The net interest income (the difference between interest income and interest expense) for top private banks was up 16 per cent, while earnings growth was higher at 19 per cent.
Also, asset quality was stable, with private banks’ managements expecting to clock higher loan growth than the industry average.
“It is still early to draw a conclusion, but I think private banks have done well and most have exceeded expectations.
“This shows banks have managed the economic downturn very well,” says Rajat Rajgarhia, managing director (institutional equities), Motilal Oswal Securities.
Given the results of the top companies so far, analysts say the Sensex/Nifty companies are on course to achieve 12 per cent year-on-year earnings growth for the March quarter.
The 15 Nifty companies that have declared their results so far have posted year-on-year net profit growth of 17 per cent and a combined revenue growth of 14.5 per cent.
Most companies have been able to manage their costs well, leading to an improvement in their operating profit margins.
Both for the broader universe of stocks and the Sensex/Nifty companies (including banks and financial services), profit margins for the March quarter have been the highest in 2013-14.
Margins were aided by benign input costs and other expenses, which grew 9.5 per cent.
Among IT majors, Infosys, Wipro and HCL Tech saw their margins expanding due to a decline in selling, general and administrative expenses, higher utilisation and (in the case of Wipro) higher proportion of fixed price contracts.
Top cement companies (except ACC), too, reported higher profits, slightly ahead of estimates.
Ambuja was able to keep a lid on costs, while UltraTech Cement reported a 15 per cent year-on-year increase in profits, despite rise in costs.
The profit beat for UltraTech was largely due to tax reversal. Nevertheless, excluding that, it was marginally ahead of estimates.
V Srinivasan, who tracks the sector at Angel Broking, says: “While most cement companies have reported better-than-expected net profits, realisations will be something to watch out for, since these were disappointing.
“Companies have been able to control costs. That, to some extent, helped the companies report higher profits.”
In addition to realisations, analysts have also highlighted issues pertaining to volume growth, as demand continues to be sluggish.
A lack of demand was also reflected in the numbers posted by Maruti Suzuki, which saw its sales falling nine per cent annually on lower volumes; and margins 213 basis points due to dealer compensation (on old inventory) and higher raw material and employee costs.
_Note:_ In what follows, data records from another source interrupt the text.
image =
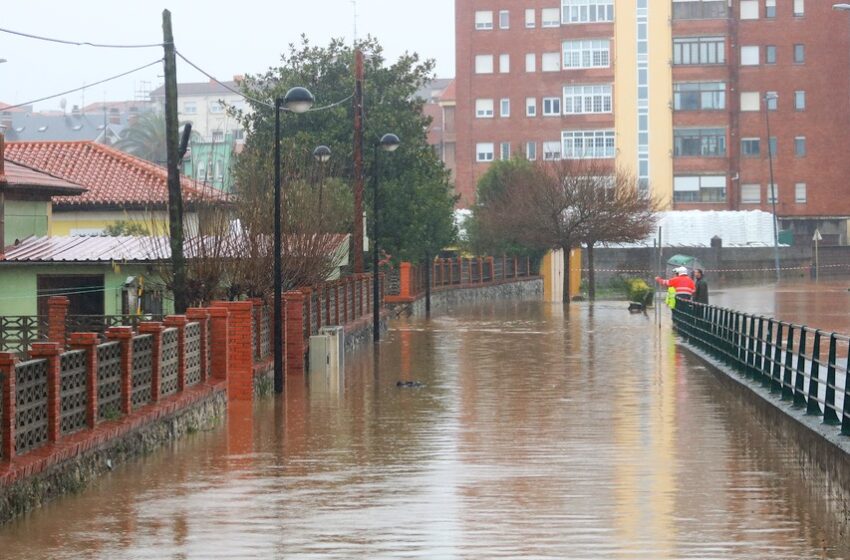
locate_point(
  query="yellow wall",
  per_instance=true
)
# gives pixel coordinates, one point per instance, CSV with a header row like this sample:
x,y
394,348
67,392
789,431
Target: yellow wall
x,y
660,93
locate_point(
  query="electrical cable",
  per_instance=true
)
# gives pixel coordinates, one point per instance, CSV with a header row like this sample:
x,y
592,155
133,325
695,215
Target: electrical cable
x,y
78,43
83,87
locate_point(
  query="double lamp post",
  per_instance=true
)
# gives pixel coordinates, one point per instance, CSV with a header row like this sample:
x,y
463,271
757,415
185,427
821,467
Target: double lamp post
x,y
300,100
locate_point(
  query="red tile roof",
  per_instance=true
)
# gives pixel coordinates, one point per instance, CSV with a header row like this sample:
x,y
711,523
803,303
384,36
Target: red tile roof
x,y
19,177
112,177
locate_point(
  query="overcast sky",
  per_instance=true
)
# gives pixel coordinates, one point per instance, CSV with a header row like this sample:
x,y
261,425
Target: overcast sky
x,y
223,38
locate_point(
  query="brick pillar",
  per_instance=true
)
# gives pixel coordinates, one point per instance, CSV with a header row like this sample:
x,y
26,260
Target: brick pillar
x,y
8,361
50,351
124,335
179,322
294,332
240,358
200,315
154,328
218,338
88,342
57,315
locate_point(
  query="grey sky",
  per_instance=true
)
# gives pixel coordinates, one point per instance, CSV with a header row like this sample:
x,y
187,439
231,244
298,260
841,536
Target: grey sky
x,y
224,38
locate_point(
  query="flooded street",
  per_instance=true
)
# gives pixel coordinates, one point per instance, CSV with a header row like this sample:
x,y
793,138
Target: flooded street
x,y
538,432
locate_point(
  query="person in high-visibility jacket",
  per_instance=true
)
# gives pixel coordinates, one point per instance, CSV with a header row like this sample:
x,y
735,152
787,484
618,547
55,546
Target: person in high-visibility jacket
x,y
681,282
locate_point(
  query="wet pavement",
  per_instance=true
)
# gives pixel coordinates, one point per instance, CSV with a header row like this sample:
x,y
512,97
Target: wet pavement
x,y
539,432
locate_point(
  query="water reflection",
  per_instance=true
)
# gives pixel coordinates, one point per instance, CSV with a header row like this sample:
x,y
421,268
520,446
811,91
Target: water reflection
x,y
539,432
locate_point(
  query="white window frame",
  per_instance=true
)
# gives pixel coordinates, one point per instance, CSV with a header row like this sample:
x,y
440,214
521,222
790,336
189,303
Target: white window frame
x,y
587,11
550,62
484,64
586,53
483,20
551,106
749,9
589,144
484,109
750,55
484,152
586,99
550,17
751,193
504,63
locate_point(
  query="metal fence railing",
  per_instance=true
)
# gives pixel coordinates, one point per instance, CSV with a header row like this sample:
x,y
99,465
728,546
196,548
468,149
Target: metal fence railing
x,y
804,365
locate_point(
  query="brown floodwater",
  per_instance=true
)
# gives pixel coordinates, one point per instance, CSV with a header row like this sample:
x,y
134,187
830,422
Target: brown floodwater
x,y
539,432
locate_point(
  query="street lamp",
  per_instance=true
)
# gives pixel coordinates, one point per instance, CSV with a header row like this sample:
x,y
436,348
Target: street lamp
x,y
296,100
321,154
768,97
388,143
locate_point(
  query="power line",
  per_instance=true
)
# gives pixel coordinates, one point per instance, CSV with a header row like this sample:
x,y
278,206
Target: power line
x,y
83,87
78,43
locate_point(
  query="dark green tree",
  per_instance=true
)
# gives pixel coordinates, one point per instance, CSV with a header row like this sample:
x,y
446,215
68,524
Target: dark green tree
x,y
417,199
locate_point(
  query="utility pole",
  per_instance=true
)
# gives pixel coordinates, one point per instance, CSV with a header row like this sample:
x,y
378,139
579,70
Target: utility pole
x,y
175,196
358,161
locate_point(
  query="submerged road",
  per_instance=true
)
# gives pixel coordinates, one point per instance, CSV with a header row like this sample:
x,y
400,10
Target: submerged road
x,y
539,432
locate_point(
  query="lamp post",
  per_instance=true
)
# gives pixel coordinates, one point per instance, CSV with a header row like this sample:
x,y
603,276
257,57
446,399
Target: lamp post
x,y
388,143
768,97
296,100
321,154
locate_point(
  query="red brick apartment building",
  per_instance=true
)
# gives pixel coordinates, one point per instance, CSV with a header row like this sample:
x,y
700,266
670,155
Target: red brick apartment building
x,y
679,92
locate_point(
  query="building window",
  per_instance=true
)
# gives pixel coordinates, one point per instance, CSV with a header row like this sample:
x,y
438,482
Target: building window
x,y
800,100
484,151
588,144
699,9
771,100
699,188
550,62
483,20
484,64
551,151
587,11
504,19
579,100
699,50
749,55
770,54
750,194
699,96
550,17
749,9
531,151
750,147
750,101
551,106
504,63
505,151
593,53
800,146
703,142
484,108
773,193
770,8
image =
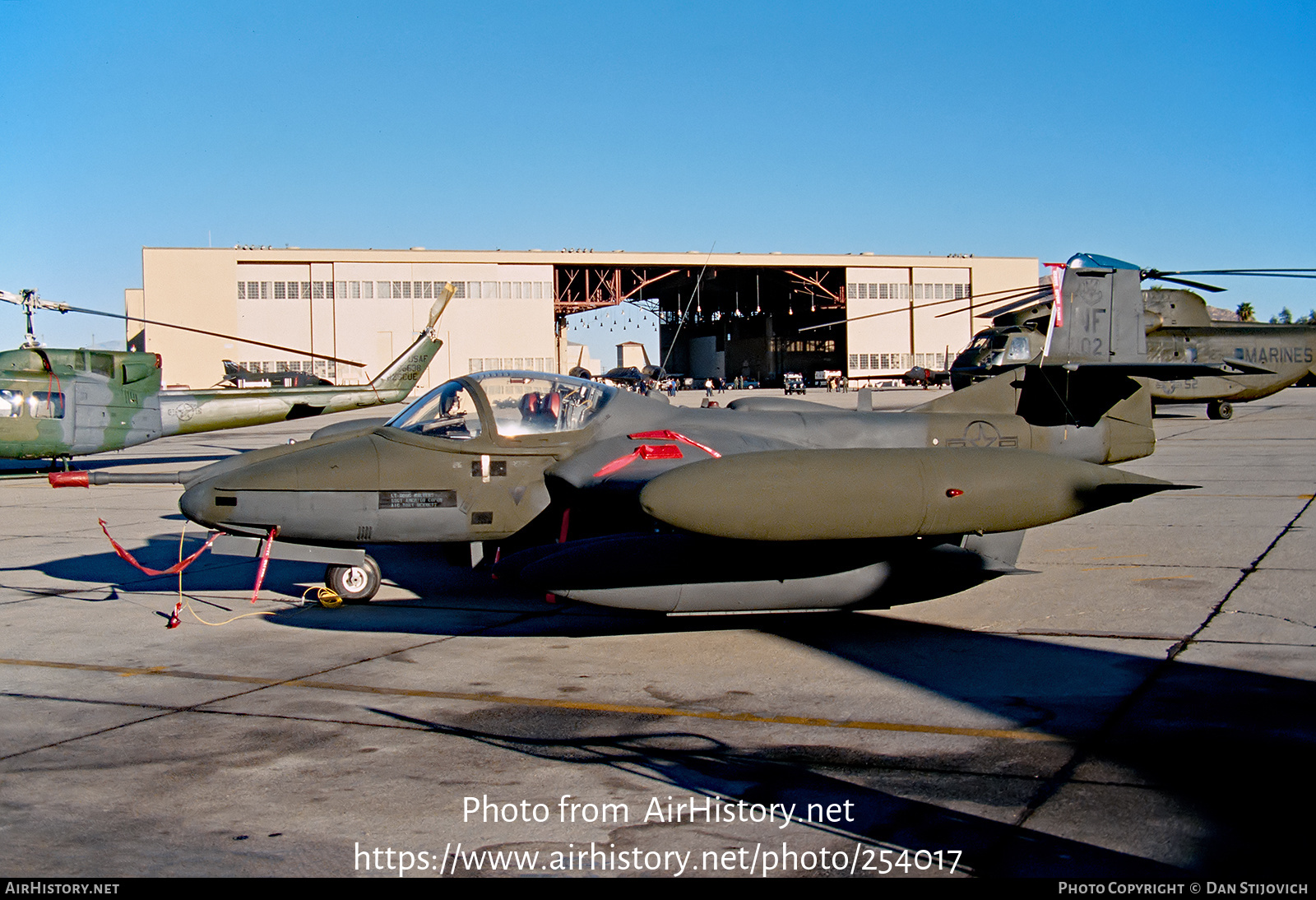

Analysts, however, say new model launches and demand recovery should help India’s largest carmaker post better numbers going ahead. Maruti isn’t alone.
Among the few companies that have not done well are IDFC, which has seen profits nosedive on higher provisioning for stressed assets.
Analysts believe, given the performance in a tough economic environment, a recovery could see many domestic companies grow at a faster pace.
KR Choksey’s Deven Choksey says: “Domestic companies that have been resilient in the slowdown could bounce back strongly when higher economic growth returns.”
While Reliance Industries Ltd’s numbers have been marginally lower than expected, the silver lining is a jump in operating profits and better refining margins.
So far, there has not been any impact on account of interest costs, as early birds like IT firms, cement majors, RIL and Maruti are sitting on cash or have negligible net debt on their books.
The interest costs could come into play later, given that some of the leveraged plays in the infrastructure sector will release their results.
Experts say, while the rupee is still 14 per cent lower vis-à-vis the dollar on a year-on-year basis, so far, there has not been any impact of the currency’s sequential fall on results.
That’s because the change in the currency’s value, according to analysts, has been gradual and steady.